Mountain Jews speak their own dialect called Judeo-Tat and are believed by some to be descendents from the ten lost tribes who were exiled from Israel in 722 B.C.E and settled in the Caucasus Mountains. Others believe that the Mountain Jews immigrated from what is now Iran in the mid-eighteenth century and established the town of Krasnaya Sloboda, in the highlands of northern Azerbaijan. According to some, all-Jewish Krasnaya Sloboda once had a population of 18,000, but today, following World War II and emigration, only 4,000 remain.

According to Shafiyev, “The Jewish people have lived in Azerbaijan peacefully for centuries. The Jewish community of Azerbaijan goes back hundreds of years. We pride ourselves on a history of tolerance. Azerbaijani Jewry traces its roots back to the existence of Caucasian Albania, an ancient and early medieval kingdom that was in Azerbaijan. Many members of this community came to the Caucasus from other areas to escape persecution or violence.”

Before coming under the yoke of the Soviet Union, Azerbaijan had a short lived independence from 1918 to1920.

“During that time, the Jewish community enjoyed the same rights as other ethnic groups. The Jewish Popular University was established in 1919. The Health Minister Dr. Yevsei Gindes was an Ashkenazi Jew,” Shafiyev noted.

The European Ashkenazi community arrived in Baku in the early nineteenth century, after the annexation of Azerbaijan to Russia.

According to Shafiyev, the years when Azerbaijan fell under the Soviet Union were marked by many Azerbaijani-Jewish marriages.

But Baku, his city of origin, was the “first place where legal Hebrew courses in the Soviet Union were opened.”

Shafiyev also made a point of saying that “Today, there is a [three-story] synagogue in Baku [which was opened on March 9, 2003] which is the largest synagogue in Europe.”

At the time of its opening, Gennadiy Zelmanovich, Chairman of the Baku Religious Community of European Jews, said “Jews who live here [in Azerbaijan] have always felt very free, which shows that it’s quite possible for Muslims, Jews and Christians to live together in peace. In other European countries, synagogues are being burned down because of anti-Semitism. But here in Azerbaijan, we are building up God’s house…”

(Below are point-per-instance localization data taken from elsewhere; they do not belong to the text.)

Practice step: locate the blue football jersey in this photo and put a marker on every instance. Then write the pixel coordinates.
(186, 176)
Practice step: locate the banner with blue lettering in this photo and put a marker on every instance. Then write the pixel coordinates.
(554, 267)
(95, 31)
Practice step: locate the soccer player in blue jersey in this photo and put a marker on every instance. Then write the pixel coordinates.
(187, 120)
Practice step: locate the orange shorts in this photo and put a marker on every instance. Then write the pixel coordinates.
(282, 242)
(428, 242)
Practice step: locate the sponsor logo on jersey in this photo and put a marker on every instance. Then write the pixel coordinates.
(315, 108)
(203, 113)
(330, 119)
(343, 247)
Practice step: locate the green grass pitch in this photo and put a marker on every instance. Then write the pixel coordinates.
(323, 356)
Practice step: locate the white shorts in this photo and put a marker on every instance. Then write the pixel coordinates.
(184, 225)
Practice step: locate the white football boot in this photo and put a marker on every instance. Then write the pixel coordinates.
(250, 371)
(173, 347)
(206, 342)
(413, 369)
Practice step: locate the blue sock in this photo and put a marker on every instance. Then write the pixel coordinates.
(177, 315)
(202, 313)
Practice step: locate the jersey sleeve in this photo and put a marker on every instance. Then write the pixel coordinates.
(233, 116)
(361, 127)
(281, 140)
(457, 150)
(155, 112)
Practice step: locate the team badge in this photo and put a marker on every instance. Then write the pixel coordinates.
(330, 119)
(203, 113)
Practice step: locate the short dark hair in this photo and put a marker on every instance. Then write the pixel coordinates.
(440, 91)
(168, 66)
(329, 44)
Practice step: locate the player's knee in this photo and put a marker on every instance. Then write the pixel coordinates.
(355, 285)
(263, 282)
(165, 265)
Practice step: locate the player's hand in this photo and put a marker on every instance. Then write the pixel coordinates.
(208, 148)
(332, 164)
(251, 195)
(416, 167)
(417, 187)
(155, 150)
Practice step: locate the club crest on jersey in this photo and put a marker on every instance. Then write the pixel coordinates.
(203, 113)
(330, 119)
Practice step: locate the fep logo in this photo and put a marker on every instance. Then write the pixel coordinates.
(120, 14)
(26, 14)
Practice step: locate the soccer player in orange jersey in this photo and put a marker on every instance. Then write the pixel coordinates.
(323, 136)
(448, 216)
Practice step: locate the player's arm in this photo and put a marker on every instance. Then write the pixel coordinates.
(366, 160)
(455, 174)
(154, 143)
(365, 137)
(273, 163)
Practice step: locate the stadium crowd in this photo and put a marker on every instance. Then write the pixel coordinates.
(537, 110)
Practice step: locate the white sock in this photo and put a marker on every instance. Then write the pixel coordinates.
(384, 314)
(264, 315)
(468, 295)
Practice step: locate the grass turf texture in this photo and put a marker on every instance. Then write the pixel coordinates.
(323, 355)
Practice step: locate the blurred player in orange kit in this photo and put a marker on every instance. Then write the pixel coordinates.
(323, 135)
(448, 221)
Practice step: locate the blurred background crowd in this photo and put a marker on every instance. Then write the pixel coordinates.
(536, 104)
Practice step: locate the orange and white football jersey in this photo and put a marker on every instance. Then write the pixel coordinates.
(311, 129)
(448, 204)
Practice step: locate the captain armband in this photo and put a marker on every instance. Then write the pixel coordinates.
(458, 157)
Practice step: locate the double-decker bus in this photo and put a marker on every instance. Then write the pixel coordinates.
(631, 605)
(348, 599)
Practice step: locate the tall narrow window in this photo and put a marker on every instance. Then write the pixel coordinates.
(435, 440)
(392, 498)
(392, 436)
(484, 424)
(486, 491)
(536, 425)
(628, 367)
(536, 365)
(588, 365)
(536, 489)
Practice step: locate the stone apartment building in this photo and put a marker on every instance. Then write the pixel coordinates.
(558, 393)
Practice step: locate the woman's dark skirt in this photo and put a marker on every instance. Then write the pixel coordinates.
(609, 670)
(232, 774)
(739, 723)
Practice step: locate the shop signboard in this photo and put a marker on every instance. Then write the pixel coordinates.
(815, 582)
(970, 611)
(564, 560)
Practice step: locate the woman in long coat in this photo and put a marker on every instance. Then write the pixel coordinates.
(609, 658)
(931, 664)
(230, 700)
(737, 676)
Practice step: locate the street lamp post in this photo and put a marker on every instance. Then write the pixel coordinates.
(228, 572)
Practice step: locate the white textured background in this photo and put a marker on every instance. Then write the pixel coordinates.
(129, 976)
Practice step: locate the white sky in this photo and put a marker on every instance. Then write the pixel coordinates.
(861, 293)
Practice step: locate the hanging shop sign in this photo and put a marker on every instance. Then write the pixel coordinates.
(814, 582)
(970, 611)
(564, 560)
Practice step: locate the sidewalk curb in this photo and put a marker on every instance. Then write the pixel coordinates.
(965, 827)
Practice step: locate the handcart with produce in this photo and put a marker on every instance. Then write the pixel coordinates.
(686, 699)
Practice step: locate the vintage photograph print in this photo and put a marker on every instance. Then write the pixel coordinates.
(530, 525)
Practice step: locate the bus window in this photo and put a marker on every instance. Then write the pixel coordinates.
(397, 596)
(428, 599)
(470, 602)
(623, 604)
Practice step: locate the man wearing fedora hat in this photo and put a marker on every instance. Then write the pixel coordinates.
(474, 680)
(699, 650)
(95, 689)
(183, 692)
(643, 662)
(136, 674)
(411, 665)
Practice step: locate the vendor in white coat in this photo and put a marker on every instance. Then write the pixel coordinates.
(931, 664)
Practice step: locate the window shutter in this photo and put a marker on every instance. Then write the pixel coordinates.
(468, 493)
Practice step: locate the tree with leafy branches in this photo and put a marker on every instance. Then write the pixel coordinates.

As Shafiyev said regarding the issue of anti-Semitism, “The report on Global Anti-Semitism released by the USA Bureau of Democracy, Human rights and Labour on Jan. 5, 2005, indicates that ‘Cases of prejudice and discrimination against Jews in the country were very limited, and in the few instances of anti-Semitic activity, the government has been quick to respond.”

During the early 1990’s the Azerbaijan Jewish community numbered about 80,000 people. Notwithstanding that the Azerbaijan constitution grants religious freedom, many Jews have immigration to Israel, Russia, and Germany for economic reasons.

Before the interview concluded, Shafiyev noted that “The only Azerbaijani to ever have won the Nobel Peace prize was a Jew. His name was Lev Landau.”

Born in Baku, Landau, a prominent Soviet physicist who made fundamental contributions to many areas of theoretical physics, received the prize in 1962.

Before his interview with the Winnipeg Jewish Review, Shafiyev spoke to a class of Gray Academy Students, and afterwards met with leadership from the Jewish Federation.